2 Getting Started with R
2.1 Why is there such a buzz around R?
R is an open-source programming language used for data science, statistics, and data visualization. R is currently ranked as the 7th most popular language in the world. Since R is open-source, anyone can contribute to or use R packages that contain pre-built functions/operations. This greatly accelerates our ability to share and collaborate.
The first thing you need to do to get started with R is to install it on your computer. R works on pretty much every platform available, including the widely available Windows, Mac OS X, and Linux systems. R takes up very little space on your machine, despite it’s pleathora of data-science capabilities. All of these downloads are 100% free and trusted sources.
2.2 Reasons to love R
Attribute | Reason |
---|---|
Speed | R is FAST. It can number crunch magnitudes faster than Microsoft Excel, for example. |
Capacity | R can handle millions of data records. Large datasets that crash in Microsoft Excel or ArcGIS won’t crash in R. |
Risk Reduction | After writing a single R Script, the process of your data science routine is auditable and reproducible within milliseconds. We can write 1 script and make alterations as we see fit. We don’t have to replicate a process of pointing and clicking in Microsoft Excel or ArcGIS. For example, if you are working with a dataset that multiple people are using, you can load this dataset in R and perform the tasks that you need without making any changes to the original dataset. |
Visualizations | R is capable to create high quality visualizations and also has the capacity to create interactive visualizations that can easiliy be shared. Plots or images can easily be exported to PNG, JPEG, or even web-based interactive dashboards that can be hosted on a webpage |
Collaboration | R script sharing is safe and easy. As mentioned above, a team using the same data input file but performing different tasks on it can do so without editing the data input file for everyone else. Data output can also be shared without the concern of a colleague editing the file output. RStudio connect or Github are also popular free track all changes that take place between R script files. |
Price | R is completely free! Yes…every bit of it! |
2.3 Downloading Guide
Navigate to the R website: https://cloud.r-project.org/
Click Download for your Operating System (Windows, Mac OSx, or Linux - if you don’t have a MacBook, then you’re using Windows most likely)
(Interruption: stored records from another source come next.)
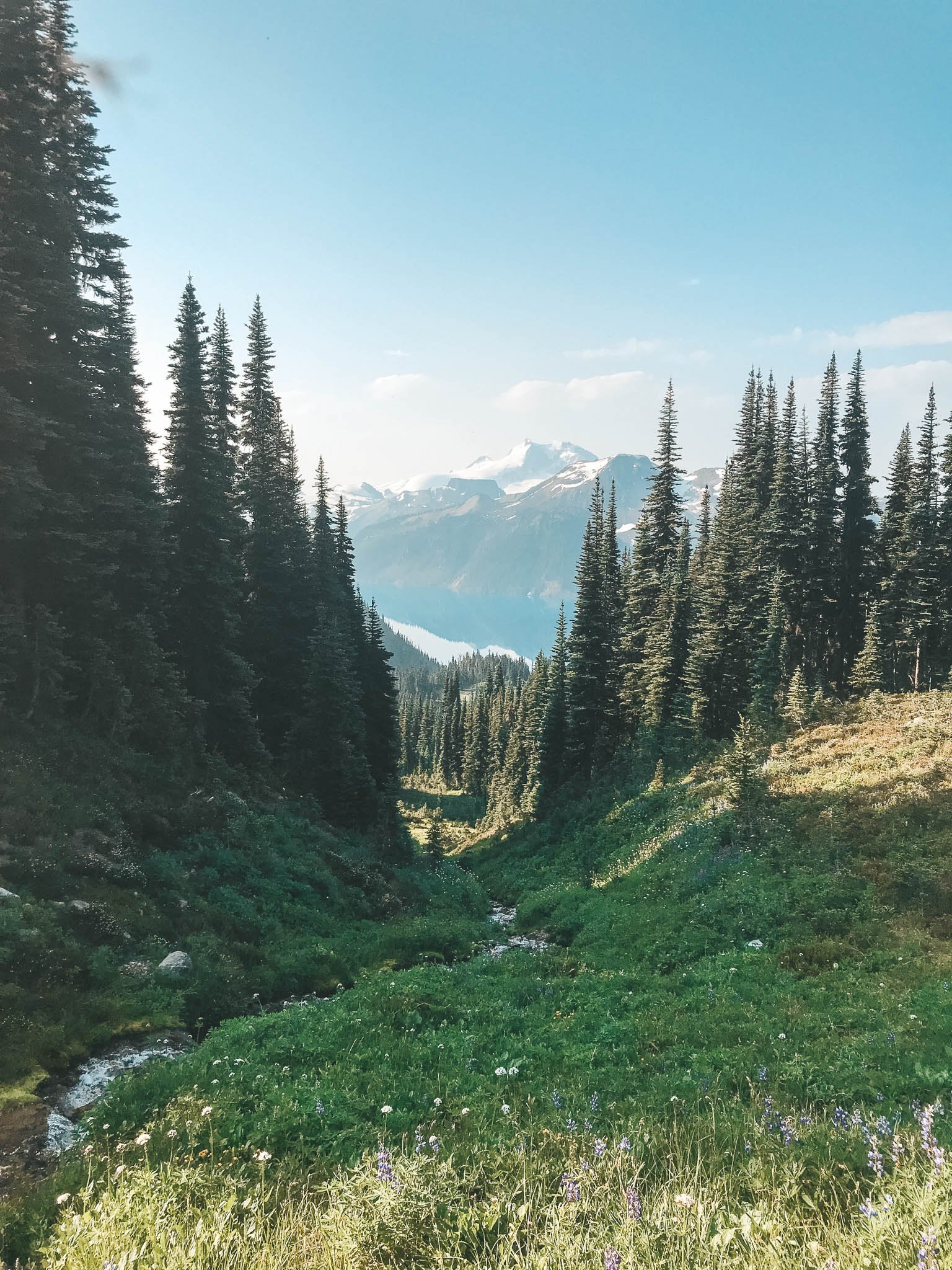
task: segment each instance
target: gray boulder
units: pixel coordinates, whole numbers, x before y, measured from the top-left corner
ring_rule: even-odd
[[[188,974],[192,969],[192,958],[188,952],[170,952],[159,963],[159,969],[162,974]]]

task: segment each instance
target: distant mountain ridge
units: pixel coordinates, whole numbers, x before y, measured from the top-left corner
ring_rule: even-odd
[[[625,546],[654,470],[645,455],[598,458],[571,442],[526,439],[451,472],[341,489],[359,585],[392,621],[533,657],[551,644],[560,602],[571,607],[595,478],[605,489],[614,481]],[[718,469],[685,478],[689,519],[720,480]]]

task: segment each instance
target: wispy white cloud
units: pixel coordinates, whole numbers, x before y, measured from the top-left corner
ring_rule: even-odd
[[[602,348],[579,348],[575,352],[566,353],[566,357],[586,357],[593,359],[603,357],[642,357],[649,353],[656,353],[660,347],[660,339],[637,339],[632,337],[631,339],[622,339],[617,344],[605,344]]]
[[[900,314],[886,321],[859,326],[850,337],[831,335],[834,343],[849,338],[859,348],[915,348],[952,344],[952,309]]]
[[[763,335],[755,343],[767,344],[770,348],[783,344],[798,344],[803,338],[803,328],[795,326],[792,330],[781,331],[777,335]]]
[[[377,401],[390,401],[405,396],[430,382],[429,375],[381,375],[367,385],[367,391]]]
[[[547,404],[588,405],[605,401],[630,391],[647,380],[644,371],[618,371],[616,375],[589,375],[560,382],[559,380],[520,380],[495,404],[501,410],[531,410]]]

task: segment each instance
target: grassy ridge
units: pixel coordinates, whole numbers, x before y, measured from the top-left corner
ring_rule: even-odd
[[[462,860],[555,947],[371,973],[126,1082],[42,1264],[151,1250],[123,1204],[146,1179],[195,1213],[251,1196],[248,1264],[899,1267],[930,1231],[947,1264],[944,1120],[916,1109],[952,1086],[951,756],[947,695],[882,698],[774,745],[741,805],[730,756],[619,768],[477,845]],[[232,1233],[198,1264],[241,1264]]]

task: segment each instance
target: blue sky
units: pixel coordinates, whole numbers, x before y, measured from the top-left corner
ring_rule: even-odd
[[[689,466],[746,370],[869,370],[875,461],[952,410],[952,5],[76,0],[155,424],[189,271],[261,293],[306,469],[562,437]]]

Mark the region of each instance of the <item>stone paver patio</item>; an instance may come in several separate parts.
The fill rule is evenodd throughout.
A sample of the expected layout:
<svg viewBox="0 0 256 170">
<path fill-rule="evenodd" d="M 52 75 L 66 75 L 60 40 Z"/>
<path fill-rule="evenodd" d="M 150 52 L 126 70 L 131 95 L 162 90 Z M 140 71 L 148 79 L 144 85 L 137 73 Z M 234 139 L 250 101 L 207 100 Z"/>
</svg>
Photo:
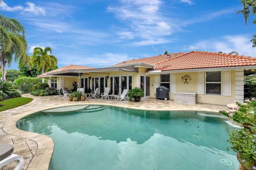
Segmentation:
<svg viewBox="0 0 256 170">
<path fill-rule="evenodd" d="M 12 109 L 0 112 L 0 142 L 10 143 L 14 147 L 14 153 L 24 158 L 23 169 L 48 169 L 54 149 L 54 142 L 41 134 L 19 129 L 16 122 L 25 116 L 35 112 L 55 107 L 79 104 L 106 104 L 122 107 L 151 110 L 198 110 L 218 112 L 226 109 L 226 106 L 198 103 L 186 104 L 172 101 L 143 99 L 140 102 L 115 101 L 114 100 L 89 99 L 85 101 L 70 102 L 62 96 L 36 97 L 30 94 L 23 96 L 34 99 L 30 103 Z M 13 169 L 15 163 L 2 169 Z"/>
</svg>

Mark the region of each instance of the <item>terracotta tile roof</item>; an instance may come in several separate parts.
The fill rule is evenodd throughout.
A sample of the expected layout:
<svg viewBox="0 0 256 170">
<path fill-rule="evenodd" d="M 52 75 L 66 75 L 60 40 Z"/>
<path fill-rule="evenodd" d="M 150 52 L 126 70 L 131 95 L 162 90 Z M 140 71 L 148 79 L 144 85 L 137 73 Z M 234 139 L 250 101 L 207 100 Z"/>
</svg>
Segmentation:
<svg viewBox="0 0 256 170">
<path fill-rule="evenodd" d="M 256 58 L 205 51 L 192 51 L 156 64 L 156 70 L 167 71 L 199 68 L 256 66 Z"/>
<path fill-rule="evenodd" d="M 185 54 L 185 53 L 179 52 L 177 53 L 170 53 L 170 58 L 175 57 L 178 55 Z M 157 56 L 147 57 L 142 59 L 133 59 L 131 60 L 125 61 L 119 63 L 114 65 L 114 66 L 122 66 L 127 64 L 133 64 L 135 63 L 143 62 L 147 64 L 155 64 L 156 63 L 167 59 L 167 55 L 159 55 Z"/>
<path fill-rule="evenodd" d="M 45 72 L 44 74 L 42 74 L 40 75 L 37 76 L 37 77 L 42 77 L 42 76 L 45 76 L 47 75 L 50 75 L 51 74 L 56 73 L 60 71 L 71 70 L 87 69 L 90 68 L 93 68 L 93 67 L 77 66 L 77 65 L 68 65 L 65 67 L 58 68 L 57 69 L 55 69 L 50 71 Z"/>
</svg>

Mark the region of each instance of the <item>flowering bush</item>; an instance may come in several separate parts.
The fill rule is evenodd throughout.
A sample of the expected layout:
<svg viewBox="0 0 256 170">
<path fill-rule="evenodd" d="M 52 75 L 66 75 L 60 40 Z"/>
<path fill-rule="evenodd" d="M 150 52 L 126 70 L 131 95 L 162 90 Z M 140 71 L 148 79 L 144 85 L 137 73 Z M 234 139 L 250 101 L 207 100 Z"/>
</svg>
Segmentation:
<svg viewBox="0 0 256 170">
<path fill-rule="evenodd" d="M 243 128 L 231 131 L 228 142 L 230 148 L 239 153 L 239 160 L 250 169 L 256 169 L 256 100 L 245 100 L 245 103 L 234 103 L 236 107 L 229 111 L 220 113 L 241 123 Z"/>
</svg>

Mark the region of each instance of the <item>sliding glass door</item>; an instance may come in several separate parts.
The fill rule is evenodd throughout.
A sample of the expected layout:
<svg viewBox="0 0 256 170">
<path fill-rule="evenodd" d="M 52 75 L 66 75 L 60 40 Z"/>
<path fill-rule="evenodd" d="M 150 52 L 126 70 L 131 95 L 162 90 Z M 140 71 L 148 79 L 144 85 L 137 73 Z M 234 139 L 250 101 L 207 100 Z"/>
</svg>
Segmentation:
<svg viewBox="0 0 256 170">
<path fill-rule="evenodd" d="M 140 76 L 140 88 L 144 92 L 145 97 L 150 95 L 150 77 L 148 76 Z"/>
<path fill-rule="evenodd" d="M 111 94 L 121 94 L 125 89 L 132 88 L 132 76 L 115 76 L 110 77 Z"/>
</svg>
- Click the most recent R version to download. Install the downloaded application as you would with any other application on your computer.
2.4 Rstudio
While R is the language, RStudio is the application we use to run R. Technically speaking, RStudio is an integrated development environment for R. RStudio makes coding in R easier by highlighting syntax, autocompleting symbols and names, and visualizing our R environment. These aspects are explained in further detail in the R Coding Fundamentals section. For now, let’s download RStudio.
Navigate to the RStudio Website: http://www.rstudio.com/download
Click Download under RStudio Desktop Free
- This website detects your operating system, allowing you to just click download again. Note that if it doesn’t automatically detect just select the download next to your operating system below this
Note that you may be asked to install command line developer tools if you’re using a Mac - select Yes.
- Install the downloaded application as you normally would on your computer.
2.5 Download Course Datasets
Navigate to the database - https://github.com/jsimkins2/geog473-673/tree/master/datasets
Click on Code - then click download as zip
2.6 Video Examples
If you want to watch a step-by-step tutorial on how to install R for Mac or Windows, you can watch these videos courtest of Dr. Roger Peng
2.7 Getting familiar with RStudio
By now you’ve downloaded R and RStudio and you’re probably wondering, why do I need to download both? R is that programming language that is running on your computer. RStudio is what we call an Indegrated Development Environment (IDE) - this is a technical term for a pretty application that’s all dressed up on the surface but underneath is really crunching some numbers (using R) at serious speeds. RStudio is the application we’ll be using. Let’s open RStudio and get familiar with it.
2.8 Open RStudio
Navigate to your applications folder on your computer. Launch RStudio. When you open it for the first time, you should see this.
This is RStudio. When you open it for the first time, we’ll need to open a new RScript to begin coding.
Open new R Script
To open a new R Script, we select the blankpage with green plus icon and select R Script from the menu.
This opens up the new R script and we can begin coding in R. Now that we have the R Script open, you’ll notice 4 quadrants. Let’s run through what those quadrants are.
2.9 R Studio Layout
Now let’s describe what’s going on here in a little more detail.
R Script - This is your canvas. This is where we write and edit our code. A lot of trial and error goes on here.
R Console - This is where you run your code. When we talk about running code, we mean we’re telling R to execute the code we’ve written in the R Script. R Console is the place inside RStudio where we are using the R programming language.
Variable Environment - This area keeps track of your variables, data tables, filenames, etc. Anything that you run in R that has a name will be stored here. Imagine the Variable Environment to be your closet - every time you make/buy a new sweater, the sweater goes in the closet. We can select data tables to view from this list here.
Files/Plots/Help - In this quadrant, we can toggle through files on our computer (we can view where your files are stored), view plots/visualizations that we’re creating in R (whenever you create a plot in R it is output here first), search for help and descriptions of R functions (there’s descriptions on every function you’ll use in R - they can all be loaded here in the help tab), and more.